Dependent Variables:

  • Posterior Talar Glide – Posterior glide was applied while passively dorsiflexing at the ankle and flexing the knee.  Posterior talar glide measured with use of tibial inclinometer.
  • Weight-Bearing Ankle Dorsiflexion – Standing lunge until anterior knee touches wall. Measurement taken via tape measurement of toe to wall distance was taken.

Independent Variables:

  • Weight Bearing  Mobilization with Movement (MWM-WB)
  • Non-Weight Bearing Mobilization With Movement (MWM-NWB)
  • Control Group               

Procedures:

  • Randomized, double-blind, repeated-measures, cross over control design.

Statistical Analysis:

  • Three repeated trials of posterior talar glide and dorsiflexion taken pre and post treatment.
  • Omnibus 3×2 repeated-measures ANOVA
  • Paired t tests to determine pretreatment differences of affected and unaffected limbs for intrastudy use.

Results:

  • Pretreatment:
    • Posterior Talar Glide – 2.4° for the affected side and 6.3° for unaffected side.
    • Dorsiflexion – 4.2° affected side and 6.4° unaffected side.
  • Post treatment :
    • Posterior talar glide increased to 4.0° or 55% following MWM-WB.
    • Posterior talar glide increased to 4.1° or 50% following MWM-NWB.
    • Dorsiflexion increased to 4.8° or 26% following MWM-WB.
    • Dorsiflexion increased to 4.8° or 26% following MWM-NWB.
    • Control group increased to 3.3° or 17% following MWM-WB
    • Control group increased to 4.4° or 9% following MWM-NWB

Conclusion:

Overall, both weight-bearing and non-weight-bearing MWM demonstrated significant positive effectiveness for improving posterior talar glide and ankle dorsiflexion.
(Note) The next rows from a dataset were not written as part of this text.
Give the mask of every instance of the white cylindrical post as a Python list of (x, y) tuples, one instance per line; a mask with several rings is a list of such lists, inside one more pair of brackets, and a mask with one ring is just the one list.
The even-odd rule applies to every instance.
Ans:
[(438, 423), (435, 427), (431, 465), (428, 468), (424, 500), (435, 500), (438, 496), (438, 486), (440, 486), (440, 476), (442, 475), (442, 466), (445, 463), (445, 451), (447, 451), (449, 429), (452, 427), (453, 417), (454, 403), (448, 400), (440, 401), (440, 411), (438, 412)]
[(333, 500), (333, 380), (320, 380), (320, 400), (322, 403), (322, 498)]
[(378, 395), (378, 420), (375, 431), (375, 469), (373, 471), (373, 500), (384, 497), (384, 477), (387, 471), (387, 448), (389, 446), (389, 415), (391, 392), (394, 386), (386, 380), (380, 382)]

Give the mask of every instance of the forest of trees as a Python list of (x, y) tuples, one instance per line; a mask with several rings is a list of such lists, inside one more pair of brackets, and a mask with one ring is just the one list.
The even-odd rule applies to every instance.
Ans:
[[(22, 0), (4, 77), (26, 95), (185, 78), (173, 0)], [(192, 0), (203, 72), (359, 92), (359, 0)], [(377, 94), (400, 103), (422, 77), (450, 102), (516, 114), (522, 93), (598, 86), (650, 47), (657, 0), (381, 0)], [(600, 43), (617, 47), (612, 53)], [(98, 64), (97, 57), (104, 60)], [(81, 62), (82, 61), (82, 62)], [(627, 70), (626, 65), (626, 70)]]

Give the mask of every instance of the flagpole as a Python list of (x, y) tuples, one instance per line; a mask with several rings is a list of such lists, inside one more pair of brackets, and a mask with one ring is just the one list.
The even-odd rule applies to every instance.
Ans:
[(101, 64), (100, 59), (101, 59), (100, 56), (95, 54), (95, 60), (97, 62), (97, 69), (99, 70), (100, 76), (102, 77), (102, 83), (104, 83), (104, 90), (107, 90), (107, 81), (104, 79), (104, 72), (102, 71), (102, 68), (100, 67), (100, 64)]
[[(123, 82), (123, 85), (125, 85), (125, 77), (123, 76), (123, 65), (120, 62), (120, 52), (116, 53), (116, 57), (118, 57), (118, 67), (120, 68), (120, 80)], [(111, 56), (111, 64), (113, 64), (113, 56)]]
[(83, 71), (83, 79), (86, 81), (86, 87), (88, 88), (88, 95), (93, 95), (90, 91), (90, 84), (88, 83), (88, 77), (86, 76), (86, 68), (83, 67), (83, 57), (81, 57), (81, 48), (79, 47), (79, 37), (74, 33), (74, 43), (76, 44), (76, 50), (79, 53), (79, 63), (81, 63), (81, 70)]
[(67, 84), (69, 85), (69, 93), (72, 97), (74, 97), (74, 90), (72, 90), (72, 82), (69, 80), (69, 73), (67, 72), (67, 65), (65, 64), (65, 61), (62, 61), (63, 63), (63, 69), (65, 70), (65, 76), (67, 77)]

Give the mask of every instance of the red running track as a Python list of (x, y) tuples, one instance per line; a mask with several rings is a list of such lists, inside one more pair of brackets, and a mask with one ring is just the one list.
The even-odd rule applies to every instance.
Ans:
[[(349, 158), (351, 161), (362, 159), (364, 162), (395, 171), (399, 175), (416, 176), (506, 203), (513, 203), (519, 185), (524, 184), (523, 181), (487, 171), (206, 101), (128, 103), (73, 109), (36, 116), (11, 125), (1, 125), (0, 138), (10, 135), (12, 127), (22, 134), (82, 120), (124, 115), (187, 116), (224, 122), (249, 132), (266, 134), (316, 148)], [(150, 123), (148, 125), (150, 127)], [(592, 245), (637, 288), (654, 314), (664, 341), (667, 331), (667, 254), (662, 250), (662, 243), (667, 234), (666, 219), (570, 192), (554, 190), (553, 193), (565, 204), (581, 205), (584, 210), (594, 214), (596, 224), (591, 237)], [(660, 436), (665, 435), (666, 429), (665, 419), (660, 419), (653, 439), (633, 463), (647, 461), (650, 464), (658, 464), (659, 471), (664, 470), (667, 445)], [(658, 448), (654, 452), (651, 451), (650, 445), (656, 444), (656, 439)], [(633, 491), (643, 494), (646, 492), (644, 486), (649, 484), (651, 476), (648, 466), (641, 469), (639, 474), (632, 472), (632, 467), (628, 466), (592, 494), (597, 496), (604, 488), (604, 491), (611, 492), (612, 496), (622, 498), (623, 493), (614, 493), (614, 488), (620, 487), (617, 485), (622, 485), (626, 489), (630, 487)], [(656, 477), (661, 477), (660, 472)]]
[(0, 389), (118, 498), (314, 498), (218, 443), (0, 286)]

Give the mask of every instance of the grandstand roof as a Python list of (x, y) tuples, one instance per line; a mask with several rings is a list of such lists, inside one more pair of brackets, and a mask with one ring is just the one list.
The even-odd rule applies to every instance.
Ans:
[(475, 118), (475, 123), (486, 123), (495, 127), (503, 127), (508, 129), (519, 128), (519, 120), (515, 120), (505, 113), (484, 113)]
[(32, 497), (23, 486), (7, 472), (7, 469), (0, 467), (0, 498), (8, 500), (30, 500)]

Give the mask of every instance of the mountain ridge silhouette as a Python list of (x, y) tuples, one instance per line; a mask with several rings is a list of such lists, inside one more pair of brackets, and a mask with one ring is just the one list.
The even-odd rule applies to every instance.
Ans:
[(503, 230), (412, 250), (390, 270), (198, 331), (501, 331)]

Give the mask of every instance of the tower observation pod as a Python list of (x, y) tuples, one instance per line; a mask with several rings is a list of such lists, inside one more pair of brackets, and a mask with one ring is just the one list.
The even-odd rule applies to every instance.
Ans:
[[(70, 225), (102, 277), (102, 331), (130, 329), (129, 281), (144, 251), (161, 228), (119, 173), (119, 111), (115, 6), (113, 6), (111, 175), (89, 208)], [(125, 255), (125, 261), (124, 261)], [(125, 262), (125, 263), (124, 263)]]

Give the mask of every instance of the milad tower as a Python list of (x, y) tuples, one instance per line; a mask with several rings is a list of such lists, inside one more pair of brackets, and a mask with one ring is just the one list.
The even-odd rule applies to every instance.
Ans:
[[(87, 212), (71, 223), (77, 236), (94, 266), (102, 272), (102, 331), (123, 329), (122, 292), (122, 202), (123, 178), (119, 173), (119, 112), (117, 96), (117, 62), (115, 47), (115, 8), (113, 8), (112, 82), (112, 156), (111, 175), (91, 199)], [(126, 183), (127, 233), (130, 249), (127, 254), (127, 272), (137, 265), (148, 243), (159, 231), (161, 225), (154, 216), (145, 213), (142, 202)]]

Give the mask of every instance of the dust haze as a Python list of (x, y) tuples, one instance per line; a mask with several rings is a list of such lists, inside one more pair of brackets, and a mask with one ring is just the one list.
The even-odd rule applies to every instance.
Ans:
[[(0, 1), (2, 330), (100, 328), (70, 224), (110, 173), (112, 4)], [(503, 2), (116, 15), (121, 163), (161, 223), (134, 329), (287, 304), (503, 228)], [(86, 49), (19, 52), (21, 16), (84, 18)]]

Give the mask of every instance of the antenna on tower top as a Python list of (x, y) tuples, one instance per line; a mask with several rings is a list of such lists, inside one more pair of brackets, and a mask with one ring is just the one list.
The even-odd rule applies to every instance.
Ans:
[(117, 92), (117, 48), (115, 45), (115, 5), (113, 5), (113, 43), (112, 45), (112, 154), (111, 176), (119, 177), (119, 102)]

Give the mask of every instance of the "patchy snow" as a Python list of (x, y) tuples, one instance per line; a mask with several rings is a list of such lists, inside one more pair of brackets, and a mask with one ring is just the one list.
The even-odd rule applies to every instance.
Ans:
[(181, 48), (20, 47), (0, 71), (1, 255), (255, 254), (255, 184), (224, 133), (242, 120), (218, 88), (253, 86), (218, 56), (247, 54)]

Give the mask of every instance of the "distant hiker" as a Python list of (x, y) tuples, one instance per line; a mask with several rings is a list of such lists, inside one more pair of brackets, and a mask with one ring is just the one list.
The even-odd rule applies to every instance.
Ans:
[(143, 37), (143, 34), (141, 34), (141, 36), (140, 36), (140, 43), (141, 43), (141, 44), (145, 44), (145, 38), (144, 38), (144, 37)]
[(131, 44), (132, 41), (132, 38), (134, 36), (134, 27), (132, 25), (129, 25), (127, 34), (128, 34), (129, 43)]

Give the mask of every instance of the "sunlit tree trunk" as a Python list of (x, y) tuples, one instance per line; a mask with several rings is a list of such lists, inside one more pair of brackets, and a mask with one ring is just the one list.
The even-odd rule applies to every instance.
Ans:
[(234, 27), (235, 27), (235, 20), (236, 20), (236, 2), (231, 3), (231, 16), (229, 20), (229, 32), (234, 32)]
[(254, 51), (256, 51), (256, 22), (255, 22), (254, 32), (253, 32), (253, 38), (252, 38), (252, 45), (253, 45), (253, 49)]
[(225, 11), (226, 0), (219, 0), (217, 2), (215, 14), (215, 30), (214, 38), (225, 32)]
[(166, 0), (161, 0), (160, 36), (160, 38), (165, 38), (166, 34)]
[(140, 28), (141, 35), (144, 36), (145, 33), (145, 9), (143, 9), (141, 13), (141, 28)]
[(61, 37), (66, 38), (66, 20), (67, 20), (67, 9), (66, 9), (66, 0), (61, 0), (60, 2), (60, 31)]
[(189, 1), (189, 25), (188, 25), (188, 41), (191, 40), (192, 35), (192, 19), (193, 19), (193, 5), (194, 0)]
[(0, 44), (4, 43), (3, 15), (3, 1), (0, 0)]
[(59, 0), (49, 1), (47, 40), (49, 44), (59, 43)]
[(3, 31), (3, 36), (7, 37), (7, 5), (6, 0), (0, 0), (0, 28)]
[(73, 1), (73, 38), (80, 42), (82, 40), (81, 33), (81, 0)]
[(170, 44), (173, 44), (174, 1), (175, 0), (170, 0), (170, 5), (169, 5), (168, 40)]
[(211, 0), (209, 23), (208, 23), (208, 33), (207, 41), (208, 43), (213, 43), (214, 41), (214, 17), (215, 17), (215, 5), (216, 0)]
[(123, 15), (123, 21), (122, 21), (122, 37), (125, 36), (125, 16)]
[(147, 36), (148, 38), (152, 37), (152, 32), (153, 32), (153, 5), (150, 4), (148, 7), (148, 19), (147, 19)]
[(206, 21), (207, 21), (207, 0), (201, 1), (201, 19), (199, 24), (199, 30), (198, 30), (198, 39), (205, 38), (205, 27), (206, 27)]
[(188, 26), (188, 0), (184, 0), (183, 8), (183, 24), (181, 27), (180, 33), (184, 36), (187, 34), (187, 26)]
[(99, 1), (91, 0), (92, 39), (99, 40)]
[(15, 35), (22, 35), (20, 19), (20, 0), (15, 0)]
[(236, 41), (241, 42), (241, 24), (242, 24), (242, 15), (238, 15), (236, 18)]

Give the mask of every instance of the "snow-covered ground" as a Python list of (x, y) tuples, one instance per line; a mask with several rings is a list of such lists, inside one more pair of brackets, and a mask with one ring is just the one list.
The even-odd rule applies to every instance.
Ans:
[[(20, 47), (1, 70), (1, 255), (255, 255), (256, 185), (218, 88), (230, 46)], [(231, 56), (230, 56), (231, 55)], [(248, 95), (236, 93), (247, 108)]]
Maximum possible effect (MPE) for posterior talar glide utilizing Weight bearing MWM and non weight-bearing MWM was 55% and 50% respectively. MPE for ankle dorsiflexion was 26% for both weight-bearing and non-weight bearing MWM.  There was not a significant difference when comparing weight bearing and non-weight bearing MWM.

If you are an athlete, health care practitioner, personal trainer or performance coach and think that your issue might be associated with limited ankle mobility seek out a qualified practitioner. They will be able to identify if dorsiflexion limitations exist and will be able to treat that limitation properly and restore proper function.